Insider & Institutional Ownership
34.2% of Aprea Therapeutics shares are owned by institutional investors. Comparatively, 96.3% of Apellis Pharmaceuticals shares are owned by institutional investors. 12.8% of Aprea Therapeutics shares are owned by insiders. Comparatively, 6.8% of Apellis Pharmaceuticals shares are owned by insiders. Strong institutional ownership is an indication that endowments, large money managers and hedge funds believe a company will outperform the market over the long term.
Valuation & Earnings
This table compares Aprea Therapeutics and Apellis Pharmaceuticals”s top-line revenue, earnings per share (EPS) and valuation.

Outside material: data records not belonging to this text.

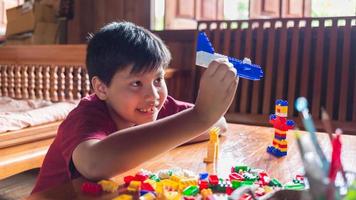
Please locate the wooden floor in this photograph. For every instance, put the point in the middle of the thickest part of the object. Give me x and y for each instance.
(18, 186)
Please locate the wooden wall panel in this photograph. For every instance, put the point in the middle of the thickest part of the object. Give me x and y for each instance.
(181, 44)
(303, 57)
(91, 15)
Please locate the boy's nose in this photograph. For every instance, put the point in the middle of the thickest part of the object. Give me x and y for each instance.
(152, 93)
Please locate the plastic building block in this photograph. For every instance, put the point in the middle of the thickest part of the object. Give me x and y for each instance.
(134, 186)
(274, 182)
(147, 186)
(206, 54)
(203, 184)
(236, 176)
(213, 179)
(191, 190)
(351, 193)
(91, 188)
(108, 185)
(128, 179)
(155, 177)
(281, 126)
(240, 168)
(205, 193)
(203, 175)
(213, 146)
(294, 186)
(148, 196)
(140, 177)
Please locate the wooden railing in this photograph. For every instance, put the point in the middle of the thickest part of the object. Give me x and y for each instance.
(57, 73)
(311, 57)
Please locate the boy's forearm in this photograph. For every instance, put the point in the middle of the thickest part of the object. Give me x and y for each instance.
(205, 136)
(126, 149)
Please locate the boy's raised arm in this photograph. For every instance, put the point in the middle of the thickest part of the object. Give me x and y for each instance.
(125, 149)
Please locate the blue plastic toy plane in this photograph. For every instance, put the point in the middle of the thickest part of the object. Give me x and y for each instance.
(206, 54)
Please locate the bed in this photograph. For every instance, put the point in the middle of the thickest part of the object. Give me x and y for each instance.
(41, 74)
(49, 76)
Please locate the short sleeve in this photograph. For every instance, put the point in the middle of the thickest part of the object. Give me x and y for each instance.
(83, 125)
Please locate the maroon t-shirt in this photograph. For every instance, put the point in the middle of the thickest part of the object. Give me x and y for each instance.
(89, 120)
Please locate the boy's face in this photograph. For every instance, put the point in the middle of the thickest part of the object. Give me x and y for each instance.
(135, 99)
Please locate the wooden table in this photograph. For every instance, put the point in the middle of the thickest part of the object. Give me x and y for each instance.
(242, 144)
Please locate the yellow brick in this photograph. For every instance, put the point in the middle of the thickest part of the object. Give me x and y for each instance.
(205, 193)
(134, 186)
(108, 185)
(175, 178)
(148, 196)
(151, 182)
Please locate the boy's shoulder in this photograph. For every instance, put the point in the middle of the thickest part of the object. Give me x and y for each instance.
(90, 110)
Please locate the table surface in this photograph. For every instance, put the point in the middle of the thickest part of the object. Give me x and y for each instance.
(242, 144)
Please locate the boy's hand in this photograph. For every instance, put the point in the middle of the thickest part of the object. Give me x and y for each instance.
(216, 91)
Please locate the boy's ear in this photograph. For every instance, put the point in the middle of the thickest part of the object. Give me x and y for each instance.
(99, 88)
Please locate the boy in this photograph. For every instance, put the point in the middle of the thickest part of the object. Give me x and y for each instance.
(115, 129)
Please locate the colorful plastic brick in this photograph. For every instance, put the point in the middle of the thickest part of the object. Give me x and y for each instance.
(134, 186)
(91, 188)
(213, 146)
(205, 53)
(236, 176)
(108, 185)
(242, 168)
(213, 179)
(351, 193)
(203, 175)
(205, 193)
(128, 179)
(191, 190)
(294, 186)
(203, 184)
(148, 196)
(274, 182)
(123, 197)
(281, 126)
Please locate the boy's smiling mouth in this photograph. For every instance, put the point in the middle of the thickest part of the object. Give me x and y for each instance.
(147, 110)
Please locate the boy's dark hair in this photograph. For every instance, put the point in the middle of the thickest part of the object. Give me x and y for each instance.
(120, 44)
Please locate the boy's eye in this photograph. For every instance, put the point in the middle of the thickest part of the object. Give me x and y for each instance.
(136, 84)
(159, 80)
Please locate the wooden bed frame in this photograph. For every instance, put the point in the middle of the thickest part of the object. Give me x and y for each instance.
(51, 72)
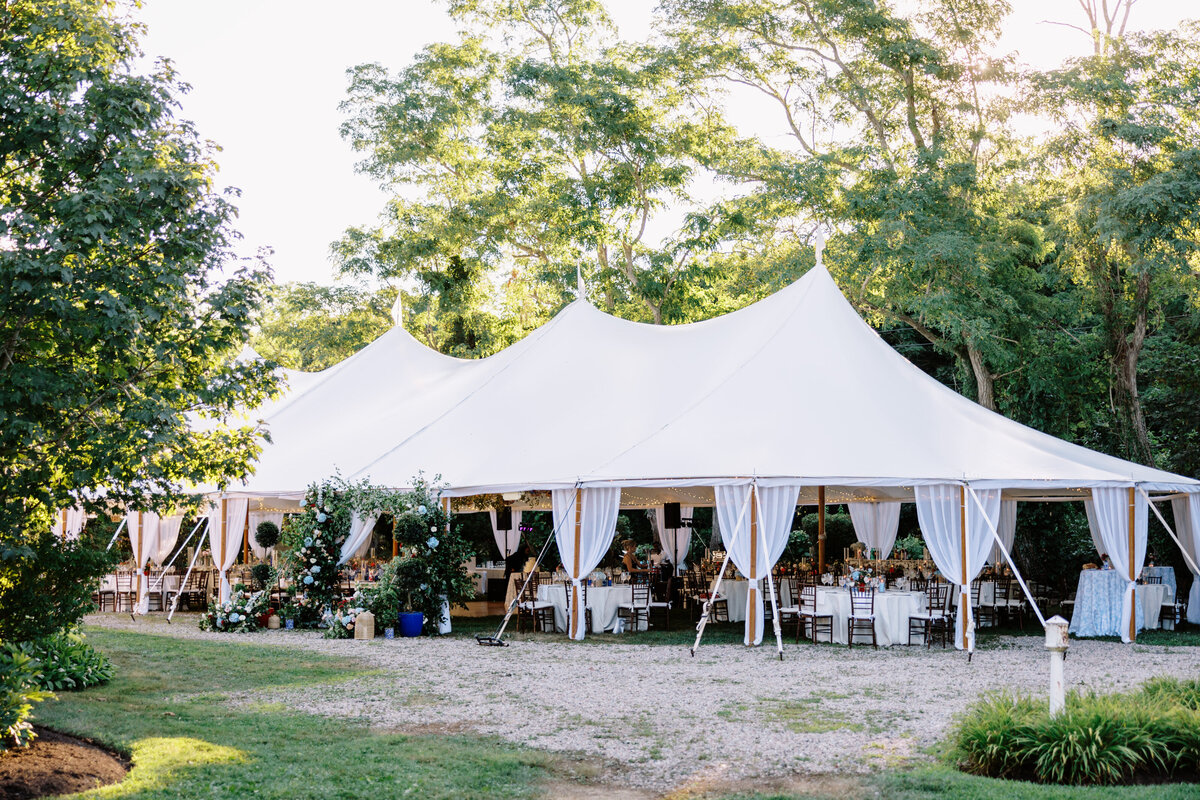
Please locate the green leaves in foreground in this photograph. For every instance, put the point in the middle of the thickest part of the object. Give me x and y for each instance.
(1152, 734)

Gross Revenue | Price/Sales Ratio | Net Income | Earnings Per Share | Price/Earnings Ratio | |
Aprea Therapeutics | $580,000.00 | 24.53 | -$14.29 million | ($2.81) | -0.93 |
Apellis Pharmaceuticals | $396.59 million | 8.63 | -$528.63 million | ($2.03) | -13.56 |
Aprea Therapeutics has higher earnings, but lower revenue than Apellis Pharmaceuticals. Apellis Pharmaceuticals is trading at a lower price-to-earnings ratio than Aprea Therapeutics, indicating that it is currently the more affordable of the two stocks.
Summary
Apellis Pharmaceuticals beats Aprea Therapeutics on 8 of the 15 factors compared between the two stocks.
About Aprea Therapeutics
Aprea Therapeutics, Inc., a clinical-stage biopharmaceutical company, focuses on developing and commercializing novel synthetic lethality-based cancer therapeutics that targets DNA damage response pathways. Its lead product candidate is the ATRN-119 that is in Phase I clinical trials for treating advanced solid tumors. The company is also developing ATRN-1051 for the treatment of ovarian cancer; and APRE-DDRi for the treatment of advanced solid tumors. The company is headquartered in Doylestown, Pennsylvania.
About Apellis Pharmaceuticals
Apellis Pharmaceuticals, Inc., a commercial-stage biopharmaceutical company, focuses on the discovery, development, and commercialization of therapeutic compounds through the inhibition of the complement system for autoimmune and inflammatory diseases. It offers EMPAVELI for the treatment of paroxysmal nocturnal hemoglobinuria, C3 glomerulopathy and immune complex membranoproliferative glomerulonephritis, and hematopoietic stem cell transplantation-associated thrombotic microangiopathy; and SYFOVRE for treating geographic atrophy secondary to age-related macular degeneration and geographic atrophy (GA). The company also develops APL-3007, a small interfering RNA, or siRNA, which is in a Phase 1 clinical trial, as well as an oral complement inhibitor that is in preclinical development. It has a collaboration and license agreement with Swedish Orphan Biovitrum AB (publ) for development and commercialization of pegcetacoplan; and a collaboration with Beam Therapeutics Inc. focused on the use of Beam’s base editing technology to discover new treatments for complement-driven diseases. The company was incorporated in 2009 and is based in Waltham, Massachusetts.